Details: A writing teacher who studied Harlem Renaissance poet Langston Hughes, Scott-Heron released the album Pieces of a Man in 1971 as a follow-up to his spoke word collection, Small Talk at 125th and Lenox.

  • Pieces of a Man was a traditional album with songs fusing jazz, blues and soul.
  • But the opening track, "The Revolution Will Not Be Televised," featured Scott-Heron reciting his poem to drums and instruments.
  • "You will not be able to stay home, brother/You will not be able to plug in, turn on and cop out/You will not be able to lose yourself on skag/And skip out for beer during commercials, because/The revolution will not be televised," he said.
  • "Black people will be in the street looking for a brighter day" and the coming revolution won't be a mere performance to be aired at a later date, but "will be live."
 Gil Scott-Heron RIP mural photographed on East 12th street March 15, 2015 in New York City.
A New York City mural dedicated to Gil Scott-Heron who died in 2011. Photo: Bill Tompkins/Getty Images

Flashback: That year, demonstrators around the world were calling for authorities to release Black scholar and revolutionary Angela Davis.

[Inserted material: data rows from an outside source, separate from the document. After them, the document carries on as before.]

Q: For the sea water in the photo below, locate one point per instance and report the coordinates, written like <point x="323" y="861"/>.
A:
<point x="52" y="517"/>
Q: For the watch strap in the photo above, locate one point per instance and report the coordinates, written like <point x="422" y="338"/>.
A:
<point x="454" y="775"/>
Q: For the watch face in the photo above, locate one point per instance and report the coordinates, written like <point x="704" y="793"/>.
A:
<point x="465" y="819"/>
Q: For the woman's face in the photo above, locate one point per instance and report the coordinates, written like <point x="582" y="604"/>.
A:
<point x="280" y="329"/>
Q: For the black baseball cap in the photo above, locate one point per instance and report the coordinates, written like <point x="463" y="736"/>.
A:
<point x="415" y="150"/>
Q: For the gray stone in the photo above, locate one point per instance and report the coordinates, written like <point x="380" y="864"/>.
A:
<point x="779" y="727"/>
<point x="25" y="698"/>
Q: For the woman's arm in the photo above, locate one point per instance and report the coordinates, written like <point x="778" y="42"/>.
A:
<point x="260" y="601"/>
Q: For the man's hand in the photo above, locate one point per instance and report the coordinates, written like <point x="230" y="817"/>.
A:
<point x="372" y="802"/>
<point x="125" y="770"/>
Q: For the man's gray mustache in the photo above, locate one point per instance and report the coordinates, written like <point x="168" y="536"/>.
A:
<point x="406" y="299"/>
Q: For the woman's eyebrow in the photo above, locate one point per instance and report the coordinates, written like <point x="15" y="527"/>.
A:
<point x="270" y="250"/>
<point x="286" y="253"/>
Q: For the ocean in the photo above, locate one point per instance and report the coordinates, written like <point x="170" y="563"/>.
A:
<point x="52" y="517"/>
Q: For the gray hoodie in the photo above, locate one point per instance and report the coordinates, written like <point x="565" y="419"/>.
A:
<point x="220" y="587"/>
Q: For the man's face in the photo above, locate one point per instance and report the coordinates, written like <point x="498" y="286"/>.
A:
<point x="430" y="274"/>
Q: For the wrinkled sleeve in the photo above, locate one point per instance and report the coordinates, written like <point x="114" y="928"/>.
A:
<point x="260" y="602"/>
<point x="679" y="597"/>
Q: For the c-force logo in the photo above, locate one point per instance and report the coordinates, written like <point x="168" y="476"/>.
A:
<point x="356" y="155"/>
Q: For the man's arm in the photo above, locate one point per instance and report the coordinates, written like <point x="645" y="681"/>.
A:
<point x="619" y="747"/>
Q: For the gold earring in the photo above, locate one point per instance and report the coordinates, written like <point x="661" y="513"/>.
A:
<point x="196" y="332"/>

  • Black and white inmates at the Attica Correctional Facility in New York rebelled against living conditions and mistreated resulting in the most violent encounter between Americans since the Civil War.
  • In 1973, New York Puerto Rican poets founded the Nuyorican Poets Cafe in a living room salon in the East Village apartment. It eventually became the epicenter of the slam poetry movement who artists regularly paid homage to Scott-Heron.
  • Actor Benjamin Bratt in 2001 reenacted in a biopic the poet and playwright Miguel Piñero's performance of "Seekin' The Cause," sometimes referred to as the Latino version of "The Revolution Will Not Be Televised."

What they're saying: Albuquerque's first poet laureate, Hakim Bellamy, tells Axios he often listened to Scott-Heron's tune on vinyl while growing up in Philadelphia.

  • "I actually wrote a poem that I wrote based wholly on the infrastructure and the template of Gil Scott-Heron poem, except I was talking about more like email and social media."
  • Los Angeles poet Matt Sedillo said Scott-Heron was the inspiration for his own "The Revolution Will Not Be Subsidized," saying, "It came naturally because it is so part of me now."
  • San Francisco poet laureate Tongo Eisen-Martin, author of the forthcoming collection, Blood on the Fog, said that as an undergraduate in New York he retraced Scott-Heron's early footsteps for inspiration: "I can't help but look at his technique. It's needed especially today."